Every chapter of your book not only features a fruit but a person who is representative of some type of agricultural issue. I found the interview that you did with Agatha Achindu especially important. Can you briefly summarize the concerns that she expressed in your conversation?

Agatha owns Yummy Spoonfuls, which is a fresh baby food company. All of my books have some conversation about some of the systemic issues around food. In "Pulp," specifically, there are issues of scale. I don't think many average fruit consumers recognize the different scales of growing or the different markets. I wanted to showcase the issue of both a mid-size farm and a mid-size business. 

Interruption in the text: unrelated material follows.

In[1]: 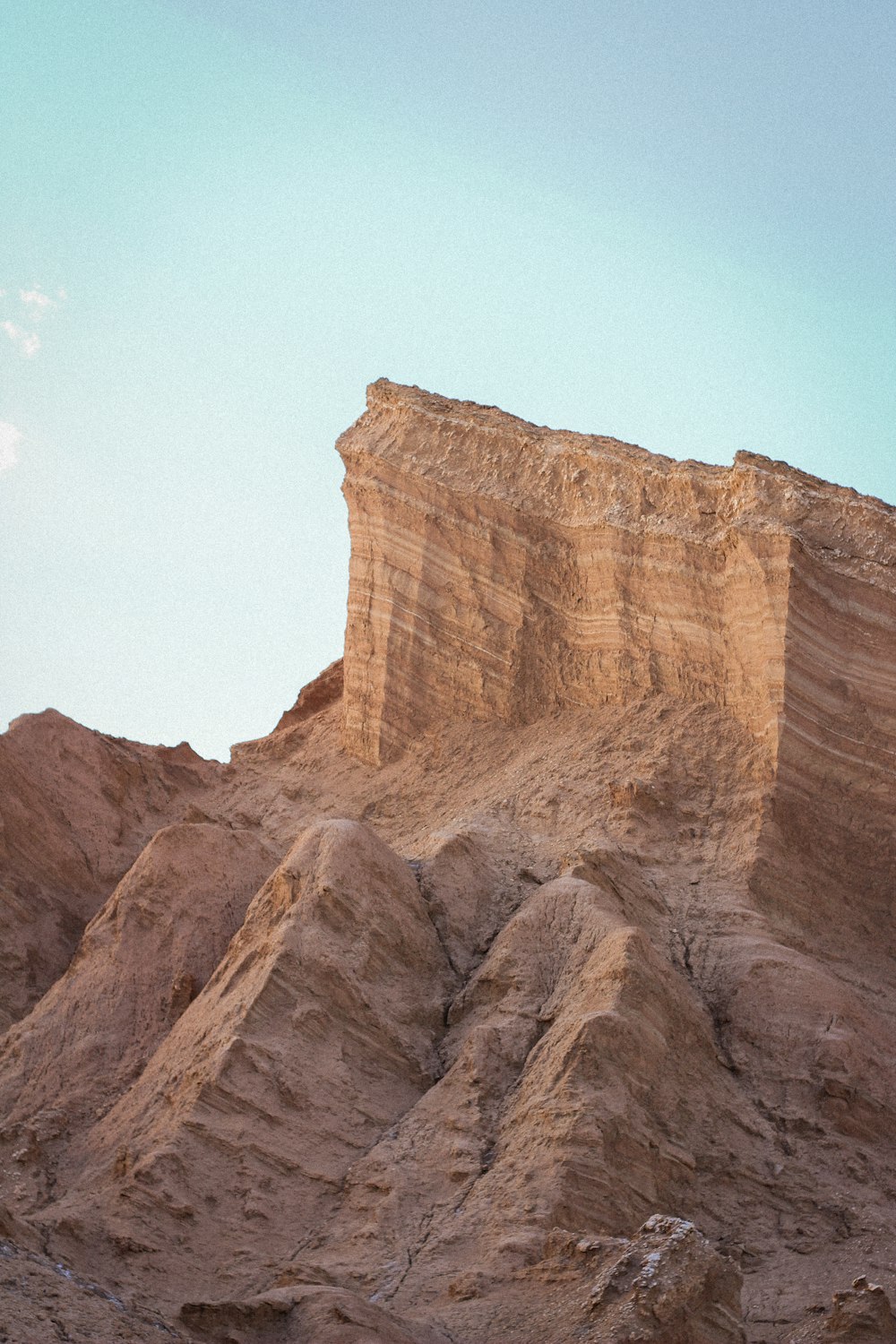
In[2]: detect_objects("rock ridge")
[337,379,896,766]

Agatha's company is an agricultural company. They take food and process it for children, so she's really reliant on those producers to create things. She is situated in such a way that they were a big enough company that she couldn't just go back to the farmers market the way that she did when she was starting out. She has to contract it. So much of the food that we grow in this country is pre-contracted — even the seconds are contracted. It was really a struggle because she wasn't the right size for the markets that she had access to. These interviews are really meant to highlight and lay bare the structural and systemic hurdles that these producers face. 

There's an interview with a winery and winemakers. We talk a lot about wine having terroir and being very tied to the land on which it's grown, but I don't know that there's that same conversation about the people who grow that. Pete Lang is a managing partner at Mawby here in Michigan, which is a 50-year-old sparkling wine company. When it frosts early, he's in his vineyards at 3 a.m., building small fires to keep the air moving so that the frost won't settle on their grapes. I certainly know that when I'm drinking a glass of sparkling wine, I'm not really thinking about that. But I think it's important that we think about it at some point.



Pulp: A Practical Guide to Cooking with Fruit by Abra Berens, © 2023. Published by Chronicle Books. Photographs © EE Berger.